Miss Peregrine allestisce un mondo che è il personale luna park burtoniano: se i bambini del film sono costretti a vivere in una dimensione “altra” (come i Maitland di Beetlejuice, come Edward nel suo castello, ma anche come la Margaret Keane di Big Eyes, forzata a celarsi in una menzogna), Burton sottolinea l’alterità della propria dimensione artistica. Una separazione che per Burton diventa anche ostacolo amoroso: Kim invecchia e non può più raggiungere Edward Scissorhands, la Sposa Cadavere muta in farfalle, e Jake (Asa Butterfield), il giovane protagonista di Miss Peregrine, per avvicinarsi all’eterea Emma (Ella Purnell) deve intraprendere un percorso diventando anch’egli Speciale: “uno di noi”, come in Freaks di Tod Browning.

Miss Peregrine – La Casa dei Ragazzi Speciali va ammirato soprattutto per questo, per lo svolgersi di un fantastico che attraversa ogni immagine infrangendo le barriere del tempo e dello spazio, e concretizzando in un’unica “creatura”(il film stesso), i mondi immaginati da Burton in oltre 30 anni di carriera; e lo fa con una freschezza di approccio che incanta, come se Burton non avesse mai smesso di provare stupore di fronte ai misteri chiaroscurali che lo inseguono.

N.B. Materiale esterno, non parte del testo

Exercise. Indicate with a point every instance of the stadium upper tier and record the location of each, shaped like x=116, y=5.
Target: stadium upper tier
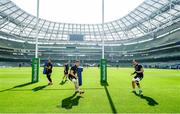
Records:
x=149, y=17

Miss Peregrine condensa innocenza ed esperienza, un mestiere ormai padroneggiato con sicurezza ma anche una fantasia che continua a sfuggire ad ogni razionalizzazione; esattamente come l’Emma del film, protesa a volare via nell’aria se non trattenuta dalle sue pesantissime scarpe. Anche Burton, senza i “mezzi” concreti del cinema, non riuscirebbe a restare ancorato a terra; il suo sguardo attraversa il reale afferrandone l’aspetto misterico, il magico, i mostri.

Miss Peregrine – La Casa dei Ragazzi Speciali soffre soprattutto nell’aspetto narrativo, faticando a sciogliere i complessi nodi del racconto; ma si esalta nella sua forza iconica: cavi orbitali neri come l’abisso, cuori pulsanti, paesaggi gotici, eserciti di scheletri. Su tutto trionfa l’inafferrabile Eva Green, l’attrice contemporanea che più di ogni altra esercita un magnetismo da film muto: il suo volto possiede un’intensità emotiva anti-realistica da istigarci all’obbedienza; la sua Miss Peregrine è l’ultima grande Diva.